Mary Rockwell, Widow of Americana Painter
STOCKBRIDGE, Mass. — Mary Punderson Rockwell, a schoolteacher who was 65 when she married Norman P. Rockwell, the painter of Americana, died Saturday. She was 88.
Known as Molly Rockwell, she died in the Stockbridge home she shared with her husband until his death in 1978.
She founded and was president for many years of the historic Old Corner House in Stockbridge, where a collection of Rockwell originals was kept.
Mrs. Rockwell was born in West Stockbridge, attended local schools and was a Radcliffe College graduate. She taught on Staten Island, N.Y., and then at Milton Academy in Milton, Mass., from 1921 until her retirement in 1955.
After retiring, Mrs.
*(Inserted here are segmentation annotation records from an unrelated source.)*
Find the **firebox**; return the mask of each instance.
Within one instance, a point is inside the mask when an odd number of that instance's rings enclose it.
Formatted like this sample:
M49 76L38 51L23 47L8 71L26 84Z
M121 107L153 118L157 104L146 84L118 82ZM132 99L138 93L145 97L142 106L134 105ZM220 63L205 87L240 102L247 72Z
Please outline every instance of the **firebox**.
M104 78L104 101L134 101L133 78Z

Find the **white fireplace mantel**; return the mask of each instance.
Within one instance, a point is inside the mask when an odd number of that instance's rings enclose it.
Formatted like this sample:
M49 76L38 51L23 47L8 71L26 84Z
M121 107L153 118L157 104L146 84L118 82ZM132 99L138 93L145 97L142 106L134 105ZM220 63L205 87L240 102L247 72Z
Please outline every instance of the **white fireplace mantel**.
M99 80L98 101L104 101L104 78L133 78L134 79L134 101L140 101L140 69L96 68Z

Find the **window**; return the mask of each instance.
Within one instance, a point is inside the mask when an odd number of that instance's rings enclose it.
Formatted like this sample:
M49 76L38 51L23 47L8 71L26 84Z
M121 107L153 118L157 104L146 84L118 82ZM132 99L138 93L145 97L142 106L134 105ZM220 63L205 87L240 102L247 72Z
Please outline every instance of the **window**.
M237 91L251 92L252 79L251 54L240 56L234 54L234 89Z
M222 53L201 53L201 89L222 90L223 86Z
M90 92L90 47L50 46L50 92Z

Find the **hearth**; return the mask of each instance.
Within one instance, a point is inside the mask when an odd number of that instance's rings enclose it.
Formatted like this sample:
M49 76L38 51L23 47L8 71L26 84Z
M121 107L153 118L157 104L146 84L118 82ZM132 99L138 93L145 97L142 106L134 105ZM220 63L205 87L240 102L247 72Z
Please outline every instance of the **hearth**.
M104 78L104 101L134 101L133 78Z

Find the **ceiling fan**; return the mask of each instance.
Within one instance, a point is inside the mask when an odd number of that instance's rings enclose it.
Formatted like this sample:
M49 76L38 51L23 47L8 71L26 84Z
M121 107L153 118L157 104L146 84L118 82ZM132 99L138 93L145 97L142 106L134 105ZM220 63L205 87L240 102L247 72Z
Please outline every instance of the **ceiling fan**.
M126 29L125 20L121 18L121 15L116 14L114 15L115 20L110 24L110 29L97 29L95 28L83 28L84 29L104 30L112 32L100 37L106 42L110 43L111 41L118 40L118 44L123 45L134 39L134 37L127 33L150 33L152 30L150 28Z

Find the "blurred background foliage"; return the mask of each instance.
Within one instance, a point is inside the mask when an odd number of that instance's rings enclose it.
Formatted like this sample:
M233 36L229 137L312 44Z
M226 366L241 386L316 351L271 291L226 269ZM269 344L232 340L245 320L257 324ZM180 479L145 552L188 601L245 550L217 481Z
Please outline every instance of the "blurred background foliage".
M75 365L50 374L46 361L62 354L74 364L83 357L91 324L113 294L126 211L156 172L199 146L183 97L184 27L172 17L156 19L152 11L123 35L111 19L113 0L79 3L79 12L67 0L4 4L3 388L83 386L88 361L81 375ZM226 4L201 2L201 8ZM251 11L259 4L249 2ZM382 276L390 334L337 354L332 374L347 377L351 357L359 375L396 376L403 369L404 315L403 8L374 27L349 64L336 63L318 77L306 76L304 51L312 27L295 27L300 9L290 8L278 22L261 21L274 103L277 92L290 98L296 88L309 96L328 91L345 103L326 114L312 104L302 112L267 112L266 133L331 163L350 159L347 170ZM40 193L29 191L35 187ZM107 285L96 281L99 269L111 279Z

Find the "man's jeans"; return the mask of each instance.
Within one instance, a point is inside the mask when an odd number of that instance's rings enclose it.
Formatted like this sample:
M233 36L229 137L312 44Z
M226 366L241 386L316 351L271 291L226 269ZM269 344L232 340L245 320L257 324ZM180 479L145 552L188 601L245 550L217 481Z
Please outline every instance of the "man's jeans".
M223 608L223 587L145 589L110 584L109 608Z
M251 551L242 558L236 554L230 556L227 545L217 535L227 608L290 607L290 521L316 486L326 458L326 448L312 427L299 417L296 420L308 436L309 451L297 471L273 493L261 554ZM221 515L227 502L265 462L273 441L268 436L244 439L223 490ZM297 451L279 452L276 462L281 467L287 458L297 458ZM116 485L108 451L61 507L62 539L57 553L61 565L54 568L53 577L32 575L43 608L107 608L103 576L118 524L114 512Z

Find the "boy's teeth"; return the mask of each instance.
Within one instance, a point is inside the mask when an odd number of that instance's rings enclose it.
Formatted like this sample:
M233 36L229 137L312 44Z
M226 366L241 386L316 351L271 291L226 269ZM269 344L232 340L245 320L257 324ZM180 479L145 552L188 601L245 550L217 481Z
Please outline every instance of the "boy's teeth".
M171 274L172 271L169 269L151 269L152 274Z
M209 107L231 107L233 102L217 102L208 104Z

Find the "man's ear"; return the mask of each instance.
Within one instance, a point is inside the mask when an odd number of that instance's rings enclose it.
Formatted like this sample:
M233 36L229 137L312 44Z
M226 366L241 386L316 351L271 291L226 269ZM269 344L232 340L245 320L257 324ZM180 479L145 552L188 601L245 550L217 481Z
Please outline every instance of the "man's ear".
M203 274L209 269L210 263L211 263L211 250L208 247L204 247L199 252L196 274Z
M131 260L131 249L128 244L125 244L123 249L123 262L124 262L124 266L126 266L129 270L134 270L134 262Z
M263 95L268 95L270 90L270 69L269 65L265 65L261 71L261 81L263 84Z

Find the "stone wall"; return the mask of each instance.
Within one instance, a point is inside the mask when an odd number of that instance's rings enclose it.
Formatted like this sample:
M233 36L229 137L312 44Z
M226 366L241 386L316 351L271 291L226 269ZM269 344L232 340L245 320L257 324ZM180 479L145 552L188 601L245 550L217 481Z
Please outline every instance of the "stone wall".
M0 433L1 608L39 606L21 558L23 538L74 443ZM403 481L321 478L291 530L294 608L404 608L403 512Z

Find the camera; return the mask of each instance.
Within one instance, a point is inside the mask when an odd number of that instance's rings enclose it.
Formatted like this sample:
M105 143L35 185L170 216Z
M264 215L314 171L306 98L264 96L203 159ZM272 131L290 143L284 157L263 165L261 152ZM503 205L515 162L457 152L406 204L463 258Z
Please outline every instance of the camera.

Rockwell returned to her hometown and met the artist, who had been widowed a year earlier, at a poetry class she was teaching.
When he enrolled in the course the second year, “She thought, ‘Well, this is more than casual interest,’ ” said a close friend, Katherine Herzog of Milton.
The romance “was fairy stuff, just like Rockwell’s illustrations,” Herzog said.
The couple were married a year later. It was the artist’s third marriage.
In 1968, Molly Rockwell became involved in a crusade to save the Old Corner House, an 18th-Century building threatened by demolition, and she and others put the building to use as a home for her husband’s paintings.
The museum contains about 500 Rockwell originals and is the only collection of the artist’s paintings.